Now I know there are some classic teams that work like that, but it’s neither the norm nor is it necessary.
Most of my illustrators I’ve never met. We don’t discuss the project on the phone, or by email. In fact, in the vast majority of cases, the only time I have any direct contact with them is once the whole thing is done, dusted and published. I make a point at that stage of thanking them, generally by email (and in order to agree PLR shares.)
It’s not that I’m a curmudgeon, particularly. It’s not that I don’t care, passionately, how the book turns out. It’s just that we probably live hundreds, if not thousands of miles apart, and there’s no actual need for us to meet.
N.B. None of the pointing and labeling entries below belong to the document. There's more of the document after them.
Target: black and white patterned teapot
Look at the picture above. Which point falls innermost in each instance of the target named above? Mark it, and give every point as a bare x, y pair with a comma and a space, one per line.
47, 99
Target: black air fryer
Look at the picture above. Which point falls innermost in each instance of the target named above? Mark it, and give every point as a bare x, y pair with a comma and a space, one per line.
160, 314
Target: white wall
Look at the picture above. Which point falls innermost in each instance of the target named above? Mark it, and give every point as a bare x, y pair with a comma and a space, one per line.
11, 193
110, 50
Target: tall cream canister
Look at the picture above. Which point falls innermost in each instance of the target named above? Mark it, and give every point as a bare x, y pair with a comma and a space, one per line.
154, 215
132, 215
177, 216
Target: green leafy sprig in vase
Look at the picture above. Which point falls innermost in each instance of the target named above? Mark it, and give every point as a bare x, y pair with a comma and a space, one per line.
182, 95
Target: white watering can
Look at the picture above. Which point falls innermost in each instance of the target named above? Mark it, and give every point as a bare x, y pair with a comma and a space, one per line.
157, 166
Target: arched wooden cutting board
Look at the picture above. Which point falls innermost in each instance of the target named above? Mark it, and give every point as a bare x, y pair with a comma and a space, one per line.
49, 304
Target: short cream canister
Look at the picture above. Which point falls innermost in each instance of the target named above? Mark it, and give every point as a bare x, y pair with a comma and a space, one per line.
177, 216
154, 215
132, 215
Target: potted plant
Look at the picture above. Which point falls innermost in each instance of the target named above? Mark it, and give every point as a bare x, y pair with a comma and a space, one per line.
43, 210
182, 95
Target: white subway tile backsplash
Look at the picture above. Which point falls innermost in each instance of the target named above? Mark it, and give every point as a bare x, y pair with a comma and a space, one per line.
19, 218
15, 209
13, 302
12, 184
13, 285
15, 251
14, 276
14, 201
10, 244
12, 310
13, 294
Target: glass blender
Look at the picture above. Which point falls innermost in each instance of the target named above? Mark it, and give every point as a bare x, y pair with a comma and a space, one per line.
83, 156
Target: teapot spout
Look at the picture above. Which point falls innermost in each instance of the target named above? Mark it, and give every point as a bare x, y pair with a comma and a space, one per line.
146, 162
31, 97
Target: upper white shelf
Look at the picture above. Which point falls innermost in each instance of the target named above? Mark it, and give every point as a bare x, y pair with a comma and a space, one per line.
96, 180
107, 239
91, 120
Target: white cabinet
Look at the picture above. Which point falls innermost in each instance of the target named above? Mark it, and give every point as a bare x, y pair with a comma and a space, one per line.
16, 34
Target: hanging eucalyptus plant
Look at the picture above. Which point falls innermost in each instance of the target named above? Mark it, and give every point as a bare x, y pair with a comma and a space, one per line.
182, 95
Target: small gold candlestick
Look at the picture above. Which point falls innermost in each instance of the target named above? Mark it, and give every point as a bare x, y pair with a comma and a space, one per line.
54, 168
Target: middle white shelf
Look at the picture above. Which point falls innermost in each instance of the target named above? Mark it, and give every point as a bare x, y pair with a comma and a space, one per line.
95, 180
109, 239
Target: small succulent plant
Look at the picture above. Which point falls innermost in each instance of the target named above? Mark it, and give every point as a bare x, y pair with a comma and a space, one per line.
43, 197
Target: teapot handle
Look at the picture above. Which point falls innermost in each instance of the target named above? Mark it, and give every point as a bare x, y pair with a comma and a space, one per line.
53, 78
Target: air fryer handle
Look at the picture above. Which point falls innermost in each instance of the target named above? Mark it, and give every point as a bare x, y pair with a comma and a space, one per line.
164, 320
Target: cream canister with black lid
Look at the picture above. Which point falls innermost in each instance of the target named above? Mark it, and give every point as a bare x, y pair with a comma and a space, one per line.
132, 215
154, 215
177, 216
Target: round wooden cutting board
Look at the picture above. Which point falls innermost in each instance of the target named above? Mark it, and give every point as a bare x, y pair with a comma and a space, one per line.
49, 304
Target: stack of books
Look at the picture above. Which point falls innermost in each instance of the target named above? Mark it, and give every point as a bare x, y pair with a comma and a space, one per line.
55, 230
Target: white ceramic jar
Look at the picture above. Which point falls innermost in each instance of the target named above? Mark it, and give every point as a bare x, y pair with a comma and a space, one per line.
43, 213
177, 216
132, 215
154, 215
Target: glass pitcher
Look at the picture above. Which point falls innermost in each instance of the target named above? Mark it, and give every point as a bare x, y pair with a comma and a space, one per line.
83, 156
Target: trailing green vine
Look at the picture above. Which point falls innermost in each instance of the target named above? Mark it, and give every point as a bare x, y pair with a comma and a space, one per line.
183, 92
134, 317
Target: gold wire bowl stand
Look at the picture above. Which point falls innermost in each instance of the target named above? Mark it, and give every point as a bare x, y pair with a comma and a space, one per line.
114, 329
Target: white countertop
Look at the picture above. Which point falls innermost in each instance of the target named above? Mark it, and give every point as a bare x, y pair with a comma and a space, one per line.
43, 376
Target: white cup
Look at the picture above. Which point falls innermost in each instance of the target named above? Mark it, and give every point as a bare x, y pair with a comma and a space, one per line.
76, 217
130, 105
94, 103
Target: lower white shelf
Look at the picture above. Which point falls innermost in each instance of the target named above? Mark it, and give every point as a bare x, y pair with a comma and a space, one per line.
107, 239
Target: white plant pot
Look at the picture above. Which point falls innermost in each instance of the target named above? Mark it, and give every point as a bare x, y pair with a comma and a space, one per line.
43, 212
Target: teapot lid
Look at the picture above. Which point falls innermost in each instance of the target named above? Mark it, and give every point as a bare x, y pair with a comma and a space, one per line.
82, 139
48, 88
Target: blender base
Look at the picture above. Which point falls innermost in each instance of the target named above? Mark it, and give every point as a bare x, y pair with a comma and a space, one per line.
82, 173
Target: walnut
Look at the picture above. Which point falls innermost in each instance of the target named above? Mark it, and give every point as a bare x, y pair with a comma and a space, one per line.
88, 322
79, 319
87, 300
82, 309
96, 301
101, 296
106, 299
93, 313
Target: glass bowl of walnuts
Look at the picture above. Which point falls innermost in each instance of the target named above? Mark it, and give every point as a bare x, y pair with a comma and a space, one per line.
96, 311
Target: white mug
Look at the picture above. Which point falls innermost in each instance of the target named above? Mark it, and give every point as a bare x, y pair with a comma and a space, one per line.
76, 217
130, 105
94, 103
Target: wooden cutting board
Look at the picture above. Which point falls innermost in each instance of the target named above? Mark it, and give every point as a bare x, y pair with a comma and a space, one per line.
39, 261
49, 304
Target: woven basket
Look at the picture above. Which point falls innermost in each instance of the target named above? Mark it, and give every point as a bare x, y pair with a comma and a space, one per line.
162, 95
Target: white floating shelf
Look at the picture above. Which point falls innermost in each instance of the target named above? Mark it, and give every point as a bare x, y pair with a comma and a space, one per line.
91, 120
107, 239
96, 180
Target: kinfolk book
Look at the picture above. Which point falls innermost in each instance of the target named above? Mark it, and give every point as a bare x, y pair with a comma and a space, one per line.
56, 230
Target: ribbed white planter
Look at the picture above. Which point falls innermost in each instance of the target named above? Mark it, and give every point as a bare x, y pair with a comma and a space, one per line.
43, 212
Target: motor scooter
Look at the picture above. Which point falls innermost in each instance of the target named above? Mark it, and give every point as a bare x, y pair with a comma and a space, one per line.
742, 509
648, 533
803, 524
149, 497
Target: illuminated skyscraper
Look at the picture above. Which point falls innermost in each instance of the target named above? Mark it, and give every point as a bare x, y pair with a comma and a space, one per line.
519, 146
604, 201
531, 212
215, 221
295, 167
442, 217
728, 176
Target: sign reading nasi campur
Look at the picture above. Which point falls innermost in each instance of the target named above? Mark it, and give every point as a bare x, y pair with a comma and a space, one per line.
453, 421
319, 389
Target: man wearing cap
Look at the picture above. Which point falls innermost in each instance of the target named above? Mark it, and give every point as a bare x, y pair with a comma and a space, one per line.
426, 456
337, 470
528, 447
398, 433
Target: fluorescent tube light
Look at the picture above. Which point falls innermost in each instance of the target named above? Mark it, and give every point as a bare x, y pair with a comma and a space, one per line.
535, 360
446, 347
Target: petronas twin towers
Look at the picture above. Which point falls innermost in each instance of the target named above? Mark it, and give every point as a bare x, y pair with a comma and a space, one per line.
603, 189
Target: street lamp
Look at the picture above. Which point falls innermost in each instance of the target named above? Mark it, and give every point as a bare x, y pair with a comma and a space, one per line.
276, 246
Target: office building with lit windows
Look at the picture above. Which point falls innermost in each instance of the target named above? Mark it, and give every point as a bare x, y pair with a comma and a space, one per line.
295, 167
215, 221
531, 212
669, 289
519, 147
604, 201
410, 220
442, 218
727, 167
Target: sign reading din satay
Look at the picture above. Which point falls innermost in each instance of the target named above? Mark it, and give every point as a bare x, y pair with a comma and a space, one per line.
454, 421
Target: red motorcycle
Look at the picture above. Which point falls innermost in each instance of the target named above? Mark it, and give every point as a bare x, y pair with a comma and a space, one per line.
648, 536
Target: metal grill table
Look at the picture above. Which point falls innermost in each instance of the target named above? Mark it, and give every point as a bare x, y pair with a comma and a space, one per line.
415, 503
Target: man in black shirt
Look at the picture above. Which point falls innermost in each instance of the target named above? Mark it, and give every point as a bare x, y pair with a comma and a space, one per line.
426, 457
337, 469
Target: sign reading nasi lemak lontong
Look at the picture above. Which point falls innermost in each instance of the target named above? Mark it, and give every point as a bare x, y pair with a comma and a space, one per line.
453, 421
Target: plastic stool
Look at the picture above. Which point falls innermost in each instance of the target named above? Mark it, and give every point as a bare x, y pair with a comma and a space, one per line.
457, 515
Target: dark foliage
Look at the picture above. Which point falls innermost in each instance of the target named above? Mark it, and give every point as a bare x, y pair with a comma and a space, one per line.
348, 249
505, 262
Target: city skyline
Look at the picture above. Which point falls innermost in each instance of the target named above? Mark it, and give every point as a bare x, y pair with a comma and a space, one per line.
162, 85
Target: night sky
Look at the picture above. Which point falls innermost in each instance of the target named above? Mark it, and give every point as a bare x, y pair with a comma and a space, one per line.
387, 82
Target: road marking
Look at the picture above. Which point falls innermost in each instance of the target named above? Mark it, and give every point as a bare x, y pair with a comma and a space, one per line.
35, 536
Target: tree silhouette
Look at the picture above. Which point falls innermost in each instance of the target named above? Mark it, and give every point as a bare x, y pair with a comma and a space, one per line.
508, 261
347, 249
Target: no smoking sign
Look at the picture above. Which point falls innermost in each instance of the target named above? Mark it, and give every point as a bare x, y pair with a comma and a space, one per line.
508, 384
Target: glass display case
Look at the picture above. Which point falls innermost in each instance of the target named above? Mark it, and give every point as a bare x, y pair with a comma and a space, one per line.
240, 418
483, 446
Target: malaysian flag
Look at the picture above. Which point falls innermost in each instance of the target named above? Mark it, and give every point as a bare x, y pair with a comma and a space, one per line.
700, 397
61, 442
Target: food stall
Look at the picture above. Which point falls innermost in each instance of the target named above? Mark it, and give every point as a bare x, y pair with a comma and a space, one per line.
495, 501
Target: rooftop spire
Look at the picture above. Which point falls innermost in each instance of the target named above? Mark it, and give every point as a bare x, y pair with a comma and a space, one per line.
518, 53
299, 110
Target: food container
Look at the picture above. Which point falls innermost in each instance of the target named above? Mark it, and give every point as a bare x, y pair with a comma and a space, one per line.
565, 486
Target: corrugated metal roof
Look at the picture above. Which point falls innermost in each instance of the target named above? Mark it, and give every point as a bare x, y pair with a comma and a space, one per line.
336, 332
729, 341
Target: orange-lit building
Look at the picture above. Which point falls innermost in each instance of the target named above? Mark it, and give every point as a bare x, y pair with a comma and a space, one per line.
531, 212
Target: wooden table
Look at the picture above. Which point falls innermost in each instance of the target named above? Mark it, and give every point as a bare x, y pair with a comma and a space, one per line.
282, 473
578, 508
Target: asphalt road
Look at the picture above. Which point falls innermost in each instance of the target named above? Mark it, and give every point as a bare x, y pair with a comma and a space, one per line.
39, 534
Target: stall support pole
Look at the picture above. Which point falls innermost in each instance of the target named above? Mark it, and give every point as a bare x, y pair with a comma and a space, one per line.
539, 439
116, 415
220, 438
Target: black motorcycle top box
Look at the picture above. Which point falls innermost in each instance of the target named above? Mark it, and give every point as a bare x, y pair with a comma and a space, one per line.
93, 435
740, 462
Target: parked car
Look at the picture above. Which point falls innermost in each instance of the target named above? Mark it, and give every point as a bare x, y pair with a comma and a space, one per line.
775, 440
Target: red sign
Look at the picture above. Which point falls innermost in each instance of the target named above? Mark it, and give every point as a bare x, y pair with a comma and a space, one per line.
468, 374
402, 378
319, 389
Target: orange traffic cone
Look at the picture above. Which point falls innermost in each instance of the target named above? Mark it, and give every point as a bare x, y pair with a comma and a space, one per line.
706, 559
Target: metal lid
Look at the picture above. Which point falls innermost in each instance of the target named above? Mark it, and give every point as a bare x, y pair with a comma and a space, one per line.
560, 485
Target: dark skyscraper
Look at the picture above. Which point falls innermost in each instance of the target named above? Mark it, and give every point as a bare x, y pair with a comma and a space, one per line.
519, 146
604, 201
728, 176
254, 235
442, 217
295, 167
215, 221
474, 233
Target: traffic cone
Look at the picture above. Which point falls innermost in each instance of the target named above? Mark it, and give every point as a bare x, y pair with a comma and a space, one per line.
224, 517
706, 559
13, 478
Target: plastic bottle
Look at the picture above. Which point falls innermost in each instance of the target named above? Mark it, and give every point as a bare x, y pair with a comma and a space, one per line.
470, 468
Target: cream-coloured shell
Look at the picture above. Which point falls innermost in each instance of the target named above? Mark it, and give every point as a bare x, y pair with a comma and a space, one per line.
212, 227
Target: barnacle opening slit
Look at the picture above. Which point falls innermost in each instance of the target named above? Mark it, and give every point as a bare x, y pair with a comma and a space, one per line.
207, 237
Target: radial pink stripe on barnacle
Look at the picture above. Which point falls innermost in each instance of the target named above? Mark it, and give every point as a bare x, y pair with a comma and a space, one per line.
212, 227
And that publishers generally seem to like to keep us apart, so that neither one nor the other has an undue influence on the outcome. They don’t want me to say to the illustrator that it’s got to look like THIS (which is actually not my business), or to tell them if I’m not 100% happy with their artwork (which again, although of course I’m desperately hoping I’ll love it, is not my job).
(And, by the way, the publishers also don’t want the illustrator to say to me, ‘Please could you change the wording to make your zebra green, Malachy, because I spilt a pot of paint on him, and I don’t want to have to draw the whole caboodle again.’ Sort of thing.)
I learnt this when one of my very first picture books was being illustrated. The publisher sent me the early roughs. 'We hope you like them as much as we do.' I spent hours and heart's blood compiling a list of comments / reservations / suggestions. Some weeks later I got sent the next stage of illustration. Not a whiff of my suggestions had been incorporated. I asked why. ‘Oh, the illustrator’s far too sensitive to hear that sort of thing.’ Hmm.
But the thing was, they were right and I was wrong, really. Because even though the book ended up a long long way from how I’d envisaged it, somehow it worked. Because what I hadn’t realised until then is that the art of illustration is NOT about translating the words into pictures. It’s about going beyond and beneath and around the words, and the characters within them, to make that story richer, deeper, funnier and massively more enthralling. That’s what a good illustrator does. That’s what a good art editor is working towards. And that’s why, these days, I leave them to it.
Because since that early book I’ve realised my job is to provide the best story I possibly can, with some (minimal) illustration guidelines if I consider they’re absolutely necessary for editors to make sense of what’s happening. And then, unless I REALLY REALLY REALLY can’t help myself, my job is to stay shtum. It’s like selling your novel to a film company. Respond to what they do with it if you’re asked, but basically stand back... cross your fingers... breathe deeply. And write another one. An even better one, if such a thing is possible.
And if the book comes back and there's a dog on the cover, like in my Owen and the Mountain, even though there’s no dog mentioned in the story, then hold fire...
And if the dog appears on nearly every page, and becomes the emotional pivot of the story, though yours truly the blessed author never even mentioned a dog... then hold fire. Because maybe it works. Because it this case, it does work. It works beautifully.
Because I’m not a visual artist. Yes, I sort of see pictures as I write. Yes, I try to bear in mind that it's good to have a different setting or activity on every spread, to allow for variety of illustration. But the pictures I see as I write are not the ones I’ll see, or even want to see, when I’m presented with the finished book. Often the finished illustrations delight me, sometimes they astound me. (Like Joel Stewart’s wonderfully sensitive and surprising portrayal of my seemingly mis-matched characters in When a Zeeder Met a Xyder. Like Jane Ray putting an Eastern European Marc Chagall-ish feel on my, as I thought distinctly Irish story, The Bold Boy).
My newest one, Too Noisy! is out very soon from Walker Books / Candlewick. (At the time of publication I’ll be away from all the chaos and kerfuffle, walking the Via de la Plata - all 1000 kilometres of it hopefully, from Seville to Santiago de Compostela - which is why I’m telling you about the book now, if you don't mind).Something truly rare and special. It is SO SO visual, SO SO beautiful, and it ends up SO SO central to not just the look but the plot, that I feel like not only has Ed illustrated my story, but he’s sort of co-written it too.
Who needs to get together round a table and drink lapsang souchong? What you need is an author on top form, an illustrator who’s inspired, and a genius editor and art editor who put their heart and their hoes into it. And then, through hard work and alchemy, abracadabra, you've got yourself a near-perfect picture book. And, in this case, it’s got my name on it. TOO NOISY!